AI In Space
NASA has agreed to pay as much as $100,000 to Made in Space to conduct a feasibility study on the concept of turning asteroids into spacecraft.
Made in Space is the company that has put two 3D printers on the International Space Station to serve the needs of NASA, and the company’s next goal is to pioneer the manufacturing of materials in space, using resources in space.
Several companies, including Planetary Resources and Deep Space Industries, have talked about developing probes to travel to asteroids, surveying the asteroids for resources including water ice and precious metals, and bringing those materials back to the Earth-Moon system, but Made in Space wants to take those ideas one step further by turning the asteroid itself into a spacecraft to be piloted wherever needed, from the Moon to a colony on Mars.
“This definitely is in the category of sci-fi inspired stuff,” said Spencer Pitman, head of product strategy. “But it’s guided by a long-term vision of the future, of living and working in space.”

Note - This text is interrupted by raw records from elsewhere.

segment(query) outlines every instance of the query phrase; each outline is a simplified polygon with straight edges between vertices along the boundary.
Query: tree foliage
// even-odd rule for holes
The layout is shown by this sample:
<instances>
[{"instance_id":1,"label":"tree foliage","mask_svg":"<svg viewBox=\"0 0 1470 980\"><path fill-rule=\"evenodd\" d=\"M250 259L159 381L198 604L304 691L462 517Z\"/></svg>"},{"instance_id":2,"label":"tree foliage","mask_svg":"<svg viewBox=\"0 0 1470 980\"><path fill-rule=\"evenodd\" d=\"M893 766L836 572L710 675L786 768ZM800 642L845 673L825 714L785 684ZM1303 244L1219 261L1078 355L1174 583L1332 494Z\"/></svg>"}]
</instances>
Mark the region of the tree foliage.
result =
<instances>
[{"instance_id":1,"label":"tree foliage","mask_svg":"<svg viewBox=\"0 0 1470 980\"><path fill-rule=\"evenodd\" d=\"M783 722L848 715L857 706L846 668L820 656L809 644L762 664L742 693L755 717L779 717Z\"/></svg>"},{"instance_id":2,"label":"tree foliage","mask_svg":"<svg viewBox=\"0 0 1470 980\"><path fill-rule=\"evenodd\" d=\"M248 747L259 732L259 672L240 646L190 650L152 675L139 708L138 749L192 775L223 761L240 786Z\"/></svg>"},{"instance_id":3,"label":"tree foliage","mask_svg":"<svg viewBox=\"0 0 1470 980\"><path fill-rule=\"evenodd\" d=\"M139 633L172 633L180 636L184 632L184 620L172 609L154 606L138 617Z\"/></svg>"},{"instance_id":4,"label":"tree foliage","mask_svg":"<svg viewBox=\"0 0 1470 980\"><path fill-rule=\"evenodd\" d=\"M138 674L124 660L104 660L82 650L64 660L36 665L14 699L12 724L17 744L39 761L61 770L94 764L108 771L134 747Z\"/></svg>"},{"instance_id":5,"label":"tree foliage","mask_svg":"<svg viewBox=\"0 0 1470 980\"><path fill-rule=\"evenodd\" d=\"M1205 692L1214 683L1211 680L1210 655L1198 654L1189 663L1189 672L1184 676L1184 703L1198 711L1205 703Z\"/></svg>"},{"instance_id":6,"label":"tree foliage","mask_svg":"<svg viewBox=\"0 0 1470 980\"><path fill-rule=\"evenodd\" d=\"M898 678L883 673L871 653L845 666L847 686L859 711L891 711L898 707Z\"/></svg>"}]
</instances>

Pitman explained, a single small seed craft would launch from Earth or some system in orbit, fly to an asteroid, and land there. Using the seed craft — part resource scourer, part additive manufacturing system — would build spaceflight systems. These systems might include a simple mass driver that would use a catapult to launch bits of asteroids opposite the desired direction. It could also “print” springs and flywheels to store energy and build other systems to guide and navigate the asteroid.
“That’s really where this could really become an enabling technology,” Pitman concluded. “Imagine an automated spacecraft converting an asteroid into a spacecraft, and then processing the asteroid into its constituent valuable parts on the way to Mars or other destination. Suddenly you’re contributing to the sustainability on Mars.”